Georgia was sitting on the sofa across from my chair, still babbling about something that happened at Todos Santos’s country club five years ago. I wasn’t listening—I lit up a blunt.
“…and I was shocked, Vic, so shocked. I mean, it was one thing that she didn’t want to donate to my charity, but to shamelessly accuse me of founding a whole organization just so Dad would look better during his senate campaign—”
“Why did you break into Emilia LeBlanc’s locker that day?” I cut her off suddenly, smoke fanning out of my flared nostrils.
I was physically unable to hear any more of the boring shit she was feeding me. Downstairs, in the hotel bar, where we’d had a drink, I’d convinced myself that I didn’t mind her annoying voice and annoying facial expressions and annoying self. Alas, I was wrong. I minded all of these things. A lot.
“Emilia LeBlanc?” Georgia twirled a strand of her hair with her finger, blinking at me. Her mascara was too thick and obvious. It didn’t really help my disinterested cock.
“Yeah. Don’t pretend like you don’t remember her.” I blew smoke to the ceiling and twisted my wrist to check my Rolex.
“I do remember her. I’m just surprised you do.” She arched an eyebrow.
I stared at her, expressionless, rubbing my thumb on my temple with the same hand that held the blunt. “She found her calculus book in my bag, remember?”
Georgia huffed. “Because you took it from me and threatened you’d ruin my life if I ever did it again!”
“You had it coming, sweetheart. You acted like a little brat,” I countered without even blinking.
There was another knock at the door. Who the fuck hired this kind of idiot? Why couldn’t they just leave the food outside?
“Get the fuck out of here and take my dinner with you!” I shouted. I wasn’t hungry anymore. And I definitely didn’t want her to stay and dine with me. But what I really didn’t want was to touch her. It wasn’t unusual for me to throw out a perfectly good one-night stand if I wasn’t in the mood. But it was definitely the first time I got annoyed to the point that I wanted the woman out of my life for good.
“Vic, what is this?” Georgia smiled uneasily, shooting up from the sofa and striding over to me.
I took another hit from my joint and watched her. She placed her ass in my lap, and I shook my head slowly, my eyes dead. “Move your ass, pronto, Georgia. Off.”

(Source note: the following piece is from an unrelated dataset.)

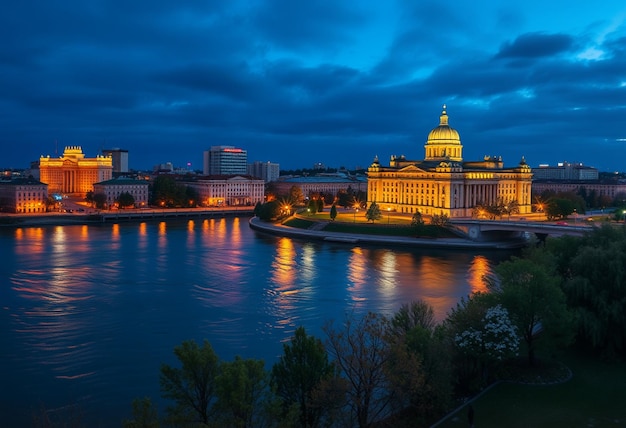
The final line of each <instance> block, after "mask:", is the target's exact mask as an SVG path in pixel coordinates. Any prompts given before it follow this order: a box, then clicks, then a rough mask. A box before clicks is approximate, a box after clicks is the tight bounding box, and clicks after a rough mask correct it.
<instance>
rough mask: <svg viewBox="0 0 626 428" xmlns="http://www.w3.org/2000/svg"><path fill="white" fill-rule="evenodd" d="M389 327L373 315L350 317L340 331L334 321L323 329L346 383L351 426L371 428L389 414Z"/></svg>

Another knock on the door, and this time it was a brutal blow to the wood. I got up to answer, and she scrambled to her feet just in time. I didn’t care if she landed on the floor.
She grabbed my free hand and squeezed it. “I was a little wild. So what? We all were. That was adolescence. We grew out of that phase.”
“I don’t want to see you again,” I told her, setting the joint in the soap dish I’d appropriated from the bathroom. “You were a nasty bitch to her, and I suspect you’re still a nasty bitch to whoever was unlucky enough to stay in this goddamn town. This was a mistake. I want you to leave.”